C’est pour ça qu’aujourd’hui, nous allons partir en voyage. Le point de départ est un cocktail que vous connaissez sur le bout des doigts, parce que vous l’avez déjà préparé, commandé, bu des dizaines de fois : le Mojito. Et petit à petit, en changeant un ingrédient par ci, en changeant un dosage par là, nous allons arriver au Daiquiri. Ce voyage n’a pas de logique historique par exemple. La seule logique de ce voyage, c’est de vous faire découvrir plusieurs cocktails, chacun étant une petite variation du précédent, jusqu’à arriver au cocktail final sans que vous vous soyez aperçu du changement. C’est l’allégorie de la grenouille : de même que la grenouille ne resterait pas dans la casserole si on la jetait directement dans l’eau bouillante, vous n’aimeriez pas un Daiquiri 8:2:1 si c’était le premier cocktail de votre vie. Entrez dans la casserole d’eau froide avec un Mojito, on va vous faire chauffer comme cette pauvre grenouille petit à petit jusqu’à ce que vous buviez des Daiquiri. Croyez-moi ça sera plus agréable pour vous que pour la grenouille !

Première étape : le Mojito

Recette

  • 6 à 8 feuilles de menthe
  • 2 cuillères à café de sucre blanc
  • 5 cl de rhum blanc
  • 2 cl de jus de citron vert
  • 1,5 cl d’eau gazeuse

Voilà, vous avez eu un petit rappel de la recette et de la vidéo. Que dire de plus ? C’est frais, léger, pétillant, presque évanescent … une entrée en matière tout ce qu’il y a de plus facile. Passons à la suite.

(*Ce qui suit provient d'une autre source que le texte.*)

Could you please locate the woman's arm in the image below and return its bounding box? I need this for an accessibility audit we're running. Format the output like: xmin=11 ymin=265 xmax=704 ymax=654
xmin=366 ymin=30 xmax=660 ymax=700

Deuxième étape : le Old Cuban

C’est une variation du Mojito Royal un peu plus raffinée, créée par Audrey Saunders, papesse du cocktail new-yorkais. Elle a à son actif d’autres néo-classiques comme le Earl Grey MarTEAni, le Gin Gin Mule ou le French Pearl. Au lieu d’être préparé au verre, comme le Mojito et beaucoup de cocktails rustiques (Caïpi, Ti’Punch, Julep …), il est préparé au shaker et servi straight.

Ingrédients

  • 7 à 8 feuilles de menthe verte
  • 4,5 cl de rhum industriel ambré
  • 3 cl de sirop de sucre
  • 2 cl de citron vert
  • 2 traits d’Angostura
  • 6 cl de champagne

Avec ce drink, ni vu ni connu, on a mis du rhum ambré au lieu du rhum blanc, l’eau gazeuse a laissé la place au champagne, et on a ajouté une petite touche d’Angostura en plus pour le côté épicé. En bouche, il sera donc un peu plus sec, un peu plus boisé, mais vous ne serez pas déboussolé après un Mojito. Pour résumer l’évolution de goût entre les deux, on peut dire que le Mojito est pour les demoiselles, et le Old Cuban est pour les dames. Vous êtes prêts pour l’étape suivante.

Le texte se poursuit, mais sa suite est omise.